外交に内政に超多忙な方が、こんなことまで気にされているとは驚きだったし、敬服もした。

きのうの新聞記事
きのうの新聞記事 (© 産経新聞)

欧米先進諸国で実施されている「サマータイム」(実際は Daylight Saving Time )をわが国でも取り入れようという動きがあるのに対し、私はかねてから反対だった。

彼らの主張は「省エネになる」「サマータイムを実施していない日本は、先進国のライフスタイルに後れをとって恥ずかしい」等々だ。

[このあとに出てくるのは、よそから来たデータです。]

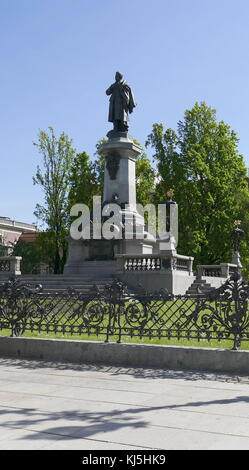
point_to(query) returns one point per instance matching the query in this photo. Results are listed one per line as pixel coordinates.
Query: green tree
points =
(83, 181)
(58, 156)
(201, 162)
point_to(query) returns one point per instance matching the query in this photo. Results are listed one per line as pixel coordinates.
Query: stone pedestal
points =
(120, 154)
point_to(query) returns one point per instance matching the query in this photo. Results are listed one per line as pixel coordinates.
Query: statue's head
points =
(118, 76)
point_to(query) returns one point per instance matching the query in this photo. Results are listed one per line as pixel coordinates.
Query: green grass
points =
(223, 344)
(176, 314)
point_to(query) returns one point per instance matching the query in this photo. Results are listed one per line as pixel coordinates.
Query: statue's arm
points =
(109, 90)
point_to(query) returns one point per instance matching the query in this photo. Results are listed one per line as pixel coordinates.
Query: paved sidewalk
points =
(56, 406)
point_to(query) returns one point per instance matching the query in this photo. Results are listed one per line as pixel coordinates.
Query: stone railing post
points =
(224, 269)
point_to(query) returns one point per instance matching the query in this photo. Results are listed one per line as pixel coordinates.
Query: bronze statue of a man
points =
(122, 103)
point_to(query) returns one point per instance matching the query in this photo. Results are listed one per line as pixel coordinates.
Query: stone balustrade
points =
(158, 262)
(215, 270)
(10, 265)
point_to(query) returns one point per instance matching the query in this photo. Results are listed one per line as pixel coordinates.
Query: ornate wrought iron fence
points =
(114, 313)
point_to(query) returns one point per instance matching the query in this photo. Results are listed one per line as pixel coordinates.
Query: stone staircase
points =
(200, 285)
(96, 273)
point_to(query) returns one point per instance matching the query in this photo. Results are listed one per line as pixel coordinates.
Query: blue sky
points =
(59, 56)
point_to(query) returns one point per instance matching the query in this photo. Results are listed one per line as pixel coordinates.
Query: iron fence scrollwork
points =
(114, 313)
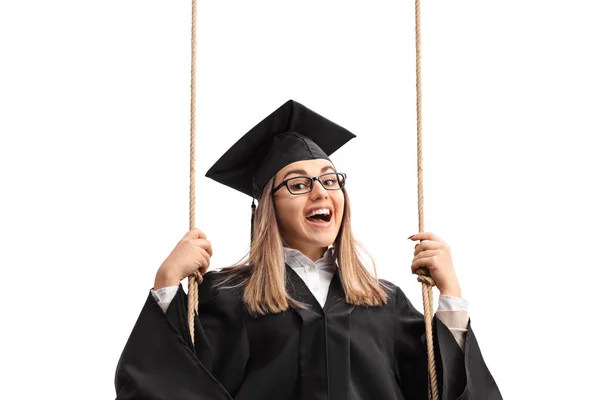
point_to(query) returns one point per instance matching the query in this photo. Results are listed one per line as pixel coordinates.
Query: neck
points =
(314, 253)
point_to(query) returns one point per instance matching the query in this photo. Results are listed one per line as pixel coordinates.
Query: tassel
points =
(252, 222)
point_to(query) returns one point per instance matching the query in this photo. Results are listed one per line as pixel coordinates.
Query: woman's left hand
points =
(434, 254)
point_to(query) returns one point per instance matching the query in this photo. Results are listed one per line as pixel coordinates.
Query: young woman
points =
(302, 317)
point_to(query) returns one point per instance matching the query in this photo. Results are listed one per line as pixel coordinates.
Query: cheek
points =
(288, 213)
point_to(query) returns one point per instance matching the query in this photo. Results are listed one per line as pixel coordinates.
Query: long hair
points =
(263, 272)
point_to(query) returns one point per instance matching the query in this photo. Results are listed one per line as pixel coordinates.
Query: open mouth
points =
(322, 215)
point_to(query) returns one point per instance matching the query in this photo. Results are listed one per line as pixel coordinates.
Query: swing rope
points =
(426, 281)
(196, 278)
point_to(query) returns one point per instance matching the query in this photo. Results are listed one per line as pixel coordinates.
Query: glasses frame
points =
(312, 183)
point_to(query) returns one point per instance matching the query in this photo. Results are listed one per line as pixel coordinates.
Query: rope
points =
(426, 281)
(196, 278)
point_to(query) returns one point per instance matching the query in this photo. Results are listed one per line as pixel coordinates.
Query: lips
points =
(319, 216)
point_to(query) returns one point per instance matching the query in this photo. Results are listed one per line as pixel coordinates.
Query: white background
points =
(94, 163)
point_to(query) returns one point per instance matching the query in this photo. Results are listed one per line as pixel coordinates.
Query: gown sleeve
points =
(460, 375)
(159, 361)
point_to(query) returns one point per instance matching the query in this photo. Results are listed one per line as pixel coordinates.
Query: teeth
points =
(323, 211)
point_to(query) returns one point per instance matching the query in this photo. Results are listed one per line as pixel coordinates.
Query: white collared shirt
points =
(317, 276)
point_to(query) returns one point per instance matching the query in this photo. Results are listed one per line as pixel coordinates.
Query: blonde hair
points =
(263, 272)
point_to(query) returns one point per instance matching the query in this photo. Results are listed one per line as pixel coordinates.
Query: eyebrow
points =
(303, 172)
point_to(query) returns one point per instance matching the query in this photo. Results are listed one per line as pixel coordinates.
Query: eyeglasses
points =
(304, 184)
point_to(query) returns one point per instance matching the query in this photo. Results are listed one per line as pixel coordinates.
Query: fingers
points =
(204, 244)
(429, 245)
(426, 236)
(204, 260)
(195, 233)
(424, 262)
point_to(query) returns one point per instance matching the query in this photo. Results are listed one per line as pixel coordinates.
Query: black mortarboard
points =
(291, 133)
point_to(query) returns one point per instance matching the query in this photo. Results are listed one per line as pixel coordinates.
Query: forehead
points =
(310, 166)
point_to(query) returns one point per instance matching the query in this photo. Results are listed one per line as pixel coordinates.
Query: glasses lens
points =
(299, 185)
(333, 181)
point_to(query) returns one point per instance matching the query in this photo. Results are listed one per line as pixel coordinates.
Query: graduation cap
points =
(291, 133)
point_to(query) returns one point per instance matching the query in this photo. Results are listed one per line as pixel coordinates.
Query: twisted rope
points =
(426, 281)
(196, 278)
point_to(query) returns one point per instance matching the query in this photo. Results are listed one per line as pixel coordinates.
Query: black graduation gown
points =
(338, 352)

私が反対する理由は、サマータイムは<地球1周360°を24時間に振り分けた時差の秩序を乱だす>というものだ。
先人が決めた秩序を乱すと混乱をきたす。
私が初めて(日本から)アメリカに行ったとき、地図で計算したら〇〇時のはずがどうも1時間ずれてるみたいで、何度計算し直しても、私がどこで間違っているのかまったく分からず、しばらく当惑した。そのときは5月下旬だったが、アメリカは夏時間( Daylight Saving Time )だったのだ。まわりの人に恐る恐る尋ねてやっと謎が解けた。もう44年も前になるが、そのときのことは鮮明に覚えている。
このように、いまでも国際航空会社各社は、飛行時間と現地到着時間を表すのに苦労していると思う。
ほとんどの乗客も、航空会社がいうのを鵜呑みにして自分の腕時計を調節してるんではないだろうか。

余談だが、私は国際的な仕事をしている関係で、いま相手は何時か知る必要があるときがある。
そんなとき便利なのが、昔 海外旅行するときに空港で貰った「時差早見ダイヤル」だ。
使い古してボロボロになっているが、いまも重宝している。

愛用の「時差早見ダイヤル」
いまも重宝している「時差早見ダイヤル」
日本が朝9時のとき ニューヨークは(前日の)夜19時だ
だたし サマータイム期間中は20時だというわけ

時刻表示の下に私が書き加えたのがいわゆるサマータイムの時間だ。
<秩序を乱す>サマータイムがなければ、こんな手間も要らないんだけど・・・ 。

話を本題に戻して・・・
欧米式サマータイムで最近私が問題視するのは時計とタイマーの時間調整のことだ。
言うまでもないことだが、春(サマータイム開始時)秋(サマータイム終了時)の2回には、すべての時計はもちろんこと、目覚まし時計やテレビの録画予約など、すべてのタイマーを調整しなくてはならない。
これは私個人のレベルだが、産業界や公共事業など社会全体を考えると膨大な作業となる。
ま、そのうち自動調整機能でちゃんとなるかも知れないが、これは膨大な労力のロスだ。

さて、安倍さんのアイデア。
これは<地球1周360°を24時間に振り分けた時差の秩序>を変えずにサマータイムを行おうとするアイデアだ。
私はかねてからサマータイム導入には反対だったが、どうしてもサマータイムを導入するなら、時差の世界秩序は変えずに自分たちの生活を変えたらいいと考えていた。
わが意を得たり ! と思って 溜飲を下げた

ところで日本も昔マッカーサーの時代に「サマータイム」を実施したことがあるという。
昭和23年から26年まで4年間だったという。
私の小学校1年から4年までのことだが、記憶にない。
私の親は「みんな、サマータイムではいま〇時やけど、ほんまは〇時や、と考えて ちょっとも根付かへんかった」と笑っていた。
そんな記憶だけが残っている。

日本人はアタマがいいから、〇時だと言われても、「ほんとは〇時だ」とすぐ計算してしまう国民性が邪魔したんだろう。
そんなことを思った。

2015.3.29










理解不能

2015.3.28

きょう夕方(多分3時50分ころ)、ウチの外へ出てみたら立ち止まってケータイ(スマートホン)の画面を操作している人がうじゃうじゃいた。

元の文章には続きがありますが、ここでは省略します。